The following is the small sub-set of questions that will help set the scope and drive this presentation.
- How to deal with capturing high data volumes (1+ million events per/sec).
- How to store and organize the data? Unstructured doesn't mean un-organized
- Compress, encode or pack? What are the differences, pros and cons?
- Data-Type patterns. What does it mean? How to spot them during data capture and what are the benefits?
- Loss of analytical data available (for free) during the capture. What, Why, the implications and how to deal with them?
- Is disk speed the limit for how fast the data can be captured/accessed?
- Role of CPU/RAM in I/O intensive environments and can they play a role?

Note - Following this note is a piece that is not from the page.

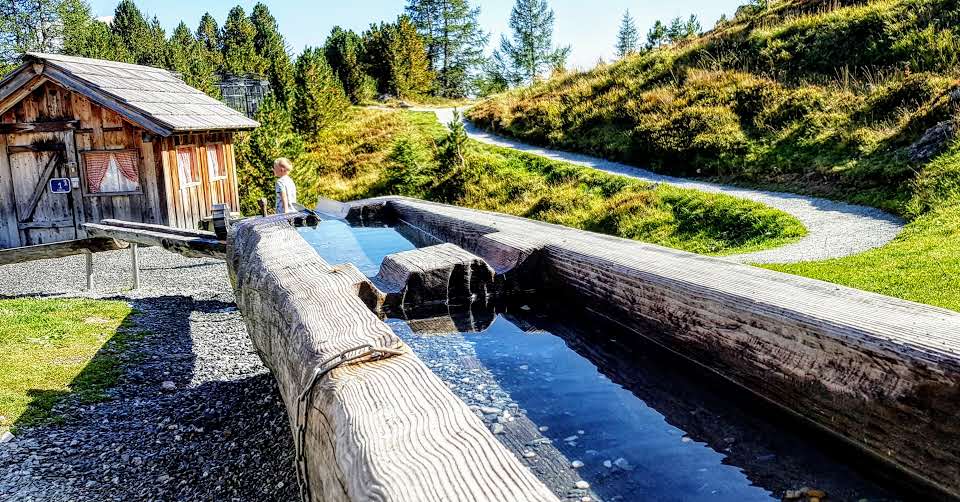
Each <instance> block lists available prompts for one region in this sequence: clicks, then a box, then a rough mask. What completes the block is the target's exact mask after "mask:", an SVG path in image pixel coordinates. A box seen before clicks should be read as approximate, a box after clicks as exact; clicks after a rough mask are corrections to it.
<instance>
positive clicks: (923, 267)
mask: <svg viewBox="0 0 960 502" xmlns="http://www.w3.org/2000/svg"><path fill="white" fill-rule="evenodd" d="M765 267H766V268H770V269H772V270H779V271H781V272H787V273H790V274H797V275H803V276H806V277H812V278H814V279H820V280H824V281H828V282H833V283H837V284H843V285H845V286H850V287H854V288H858V289H864V290H867V291H873V292H876V293H881V294H884V295H889V296H895V297H898V298H904V299H906V300H912V301H915V302H920V303H926V304H929V305H936V306H939V307H944V308H947V309H952V310H956V311H960V202H957V203H954V204H953V205H947V206H944V207H941V208H940V209H937V210H934V211H932V212H930V213H928V214H926V215H924V216H922V217H920V218H918V219H917V220H916V221H914V222H912V223H911V224H910V225H908V226H907V229H906V230H905V231H904V232H903V233H902V234H901V235H900V236H899V237H898V238H897V239H896V240H895V241H893V242H892V243H890V244H888V245H886V246H883V247H881V248H878V249H874V250H871V251H868V252H866V253H862V254H859V255H856V256H851V257H847V258H841V259H835V260H827V261H819V262H806V263H797V264H790V265H766V266H765Z"/></svg>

In the end using live demos and code we'll show you how simple yet well known and very powerful techniques can help you optimize:
- CAPTURE of data in high volumes environments (1+ million events per/sec)
- STORAGE of captured data, making it much smaller (10:1 to 20:1), thus more efficient for general read/write.
- ACCESS of stored data based on optimization techniques used during its capture and storage, further increasing I/O read speeds when accessing such data (e.g., search 1B records in just few seconds - single laptop).